You probably don’t realize that Nevada HOA’s are one of the most powerful organizations when it comes to collecting on their fees. In fact, your Nevada HOA is much more powerful than your mortgage company.
Nevada law didn’t intend to give HOAs this great power, and the reasons HOAs have this power are complicated. But it stems from NRS Chapter 116 and the Nevada Supreme Court’s 2014 decision, SFR Invs. Pool 1, LLC v. U.S. Bank, N.A. (if you are interested). All a Nevada homeowner needs to know is if faced with the choice between making the mortgage payment vs. the HOA payment, it is most likely in your interest to pay the HOA payment.

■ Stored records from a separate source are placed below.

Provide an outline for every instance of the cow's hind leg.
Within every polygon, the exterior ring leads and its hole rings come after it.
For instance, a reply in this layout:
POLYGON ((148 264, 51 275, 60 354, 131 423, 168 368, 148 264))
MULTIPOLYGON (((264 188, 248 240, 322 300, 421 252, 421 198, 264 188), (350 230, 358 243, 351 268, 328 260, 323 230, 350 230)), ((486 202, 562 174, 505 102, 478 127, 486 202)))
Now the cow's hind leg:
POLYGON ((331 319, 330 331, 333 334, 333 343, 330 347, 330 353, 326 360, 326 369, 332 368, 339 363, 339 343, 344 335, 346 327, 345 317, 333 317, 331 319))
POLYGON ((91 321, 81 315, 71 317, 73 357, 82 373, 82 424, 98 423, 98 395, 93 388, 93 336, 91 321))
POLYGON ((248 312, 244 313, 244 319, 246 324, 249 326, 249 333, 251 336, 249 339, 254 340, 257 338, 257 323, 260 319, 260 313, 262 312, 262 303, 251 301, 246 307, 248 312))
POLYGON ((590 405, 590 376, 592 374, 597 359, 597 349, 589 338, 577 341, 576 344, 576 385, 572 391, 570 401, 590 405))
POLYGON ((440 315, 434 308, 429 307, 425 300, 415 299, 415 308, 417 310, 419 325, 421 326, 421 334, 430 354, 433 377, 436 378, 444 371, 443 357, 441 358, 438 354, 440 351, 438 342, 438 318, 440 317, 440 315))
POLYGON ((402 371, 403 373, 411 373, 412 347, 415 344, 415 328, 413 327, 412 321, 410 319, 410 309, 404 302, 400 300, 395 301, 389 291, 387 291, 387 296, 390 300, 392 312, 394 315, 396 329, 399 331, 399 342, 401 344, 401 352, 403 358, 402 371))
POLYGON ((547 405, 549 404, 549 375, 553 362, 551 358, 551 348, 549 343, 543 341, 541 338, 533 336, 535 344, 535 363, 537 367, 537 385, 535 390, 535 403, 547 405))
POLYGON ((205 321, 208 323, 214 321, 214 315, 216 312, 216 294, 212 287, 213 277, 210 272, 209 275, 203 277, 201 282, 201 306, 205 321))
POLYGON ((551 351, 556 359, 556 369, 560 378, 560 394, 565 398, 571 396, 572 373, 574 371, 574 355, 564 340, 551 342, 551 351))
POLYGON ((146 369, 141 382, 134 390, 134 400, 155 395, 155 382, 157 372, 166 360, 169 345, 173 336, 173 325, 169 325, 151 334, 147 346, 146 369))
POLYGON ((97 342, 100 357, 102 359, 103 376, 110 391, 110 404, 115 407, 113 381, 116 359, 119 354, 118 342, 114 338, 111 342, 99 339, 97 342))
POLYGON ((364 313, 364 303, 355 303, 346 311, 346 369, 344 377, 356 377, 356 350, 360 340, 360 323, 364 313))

NRS Chapter 116.3116-116.3117 allows your HOA to place a lien on your home if you fail to pay your HOA assessment or other fees to your HOA. If the lien remains unsatisfied, the HOA can sell your house. The person who buys your home from the HOA can then evict you. After the Great Recession, Nevada changed its mortgage foreclosure laws to make it much more difficult for a bank to foreclose on a homeowner. However, Nevada did not make many changes when it came to HOA foreclosures.
To illustrate the severity of NRS, chapter 116.3116, consider the following example: Suppose Tim Smith owns a house in Las Vegas that he purchased for $200,000.00 in 2001. The house is now valued at $700,000.00. Mr. Smith has never missed a mortgage payment, and the remaining principal is $50,000.00. Mr., Smith’s home is in an HOA that requires Mr. Smith to pay a monthly assessment of $100.00, and he has never missed payment, except for last month.
Last month, Mr. Smith didn’t pay the HOA because the HOA included a $75.00 fee for leaving his trash cans out for too long. Mr. Smith disagrees with the HOA’s fee, so he doesn’t pay out of protest. The HOA then sends his account to collections and eventually sells the house at public auction for $70,000.00 to recover an alleged $5,000.00 past balance. The remaining $65,000.00 goes to Mr. Smith’s mortgage company to satisfy the principal. Mr. Smith gets what is leftover, $15,000.00, and is evicted from his home. His $650,000.00 in equity is gone, and he may never get it back.
So what’s the take-away? If you dispute any charge from your HOA, you should pay it and try to obtain a refund later. You could literally lose your home if you don’t handle HOA disputes correctly.